According to EPI’s Minimum Wage Issue Guide:
- The average minimum wage worker brings home more than half (54 percent) of his or her family’s weekly earnings.
- 76 percent of workers whose wages will be raised by the minimum wage increase are adults.
- 63 percent of workers who will benefit from an increase to $7.25 are women.
- A disproportionate share of minorities will benefit from a minimum wage increase. African Americans represent 11 percent of the total workforce, but are 18 percent of workers affected by an increase. Similarly, 14 percent of the total workforce is Hispanic, but Hispanics are 19 percent of workers affected by an increase
But even with the raise, the purchasing power of the minimum wage remains below its value during the 1960s and 1970s, according to EPI. After adjusting for inflation, the value of the new minimum wage is 17 percent lower than in the peak value year of 1968.

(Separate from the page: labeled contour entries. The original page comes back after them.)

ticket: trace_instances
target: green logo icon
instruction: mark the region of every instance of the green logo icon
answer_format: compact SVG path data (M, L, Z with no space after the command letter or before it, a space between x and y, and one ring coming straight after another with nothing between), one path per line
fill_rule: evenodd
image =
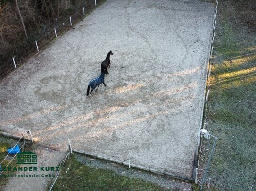
M25 151L19 153L16 156L17 164L37 164L37 154Z

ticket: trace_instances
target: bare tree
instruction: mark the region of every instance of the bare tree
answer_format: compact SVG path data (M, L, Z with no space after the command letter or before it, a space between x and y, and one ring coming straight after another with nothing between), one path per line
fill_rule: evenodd
M19 5L18 5L18 1L17 0L15 0L15 3L16 3L16 6L18 9L18 12L19 12L19 16L20 17L20 20L21 20L21 23L22 24L22 26L23 27L23 30L26 35L26 37L27 39L28 39L28 36L27 36L27 31L26 31L26 28L25 28L25 25L24 25L24 23L23 23L23 19L22 19L22 16L21 16L21 14L20 13L20 11L19 10Z

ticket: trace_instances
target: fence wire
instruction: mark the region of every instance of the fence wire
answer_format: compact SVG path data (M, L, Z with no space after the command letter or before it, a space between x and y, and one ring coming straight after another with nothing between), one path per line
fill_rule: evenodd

Because of the declining value of the minimum wage compared to other workers’ wages, today the minimum wage is 39 percent of the average hourly wage of production and non-supervisory workers, well below the ratio of the 1950s, 1960s and 1970s.
EPI also notes that minimum wage earners today are more educated, which is a good measure of productivity and “higher productivity—the capacity to produce more per hour worked—should allow these workers to earn higher wages.”
But the same corporate lobbyists that swarm Capitol Hill whenever minimum wage legislation is on the radar don’t speak for all business owners.
Margot Dorfman CEO of the U.S. Women’s Chamber of Commerce (USWCC) CEO says:
Now, more than ever, it’s imperative that employees are paid a fair minimum wage. It is an unsustainable and dangerous downward spiral to push American workers into poverty and expect taxpayers to pick up the bill for the consequences.
The coalition Business for a Fair Minimum Wage says a higher minimum wage is a “sound investment in the future of our communities.”
Higher wages benefit business by increasing consumer purchasing power, reducing costly employee turnover, raising productivity, and improving product quality, customer satisfaction and company reputation.
Says Sweeney:
In today’s economy, nearly everyone deserves a break. As we bail out banks and corporate CEOs to the tune of billions of dollars, it’s time for those at the bottom of the pay scale to get a fair shake. The minimum wage is still far below what it takes for families to survive, but today’s increase moves us closer to a healthier economy that works for everyone.